A new study explains how tiny water bugs use fan-like propellers to zip across streams at speeds up to 120 body lengths per second.
The researchers then created a similar fan structure and used it to propel and maneuver an insect-sized robot.
The discovery offers new possibilities for designing small machines that could operate during floods or other challenging situations.
“Scientists thought the bugs used their muscles to control the fans, so we were surprised to learn that surface tension actually powers them,” says Saad Bhamla, one of the study’s authors and associate professor in Georgia Tech’s School of Chemical and Biomolecular Engineering.
Instead of relying on their muscles, the insects about the size of a grain of rice use the water’s surface tension and elastic forces to morph the ribbon-shaped fans on the end of their legs to slice the water surface and change directions.

Once they understood the mechanism, the team built a self-deployable, one-milligram fan and installed it into an insect-sized robot capable of accelerating, braking, and maneuvering right and left.
The study appears in the journal Science.
Because contact with water triggers a mechanical response (opening the bug’s fans), the researchers suggested that the findings open the door to designing more energy-efficient and adaptive microrobots for use in rivers, wetlands, or flooded urban areas.

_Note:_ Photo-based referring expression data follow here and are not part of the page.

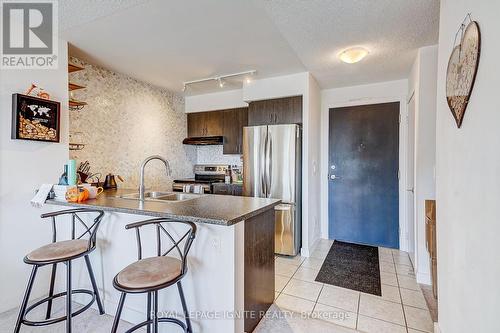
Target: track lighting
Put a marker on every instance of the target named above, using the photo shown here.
(220, 79)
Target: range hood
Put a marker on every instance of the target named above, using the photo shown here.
(204, 140)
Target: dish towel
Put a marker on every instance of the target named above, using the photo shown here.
(39, 199)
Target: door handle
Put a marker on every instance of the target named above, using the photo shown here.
(269, 166)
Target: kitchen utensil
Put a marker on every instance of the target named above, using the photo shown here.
(110, 182)
(71, 172)
(63, 180)
(93, 190)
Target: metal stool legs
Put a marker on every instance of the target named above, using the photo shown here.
(118, 312)
(51, 291)
(25, 309)
(184, 308)
(152, 316)
(68, 297)
(94, 285)
(24, 304)
(149, 313)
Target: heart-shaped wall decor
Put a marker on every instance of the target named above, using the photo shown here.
(462, 70)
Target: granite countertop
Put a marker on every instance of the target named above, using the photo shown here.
(207, 208)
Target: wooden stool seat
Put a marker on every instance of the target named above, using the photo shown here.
(59, 251)
(149, 273)
(63, 252)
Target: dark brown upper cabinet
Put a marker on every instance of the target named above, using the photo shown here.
(234, 121)
(205, 124)
(286, 110)
(227, 123)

The research team, which included the University of California, Berkeley, and South Korea’s Ajou University, studied the millimeter-sized Rhagovelia. The water bug glides across fast-moving streams thanks to their fan-like propellers. The team found that the structures passively open and close 10 times faster than the blink of an eye.
The structures allow the bugs to execute sharp turns in just 50 milliseconds, rivaling the rapid aerial maneuvers of flies. In addition, the insects can produce wakes on the surface of the water that resemble the vortexes produced by flying wings.
Victor Ortega-Jimenez, a former Georgia Tech research scientist and the study’s lead author, first saw the ripple bugs during the pandemic while working at Kennesaw State University.
“These tiny insects were skimming and turning so rapidly across the surface of turbulent streams that they resembled flying insects,” says Ortega-Jimenez, assistant professor in Berkeley’s integrative biology department.
“How do they do it? That question stayed with me and took more than five years of incredible collaborative work to answer it.”
The next step was creating a robot inspired by the water striders. Ajou University Postdoctoral Researcher Dongjin Kim and Professor Je-Sung Koh solved a mystery of the fan’s design when they captured high-resolution images using a scanning electron microscope.

“Our robotic fans self-morph using nothing but water surface forces and flexible geometry, just like their biological counterparts. It’s a form of mechanical embedded intelligence refined by nature through millions of years of evolution,” says Koh, a senior author of the study.
“In small-scale robotics, these kinds of efficient and unique mechanisms would be a key enabling technology for overcoming limits in miniaturization of conventional robots.”
For example, the researchers say the findings lay the foundation for future design of compact, semi-aquatic robots that can explore water surfaces in challenging, fast-flowing environments.
Support for this research came from the National Science Foundation and the National Institutes of Health. Any opinions, findings, and conclusions or recommendations expressed in this material are those of the authors and do not necessarily reflect the views of any funding agency.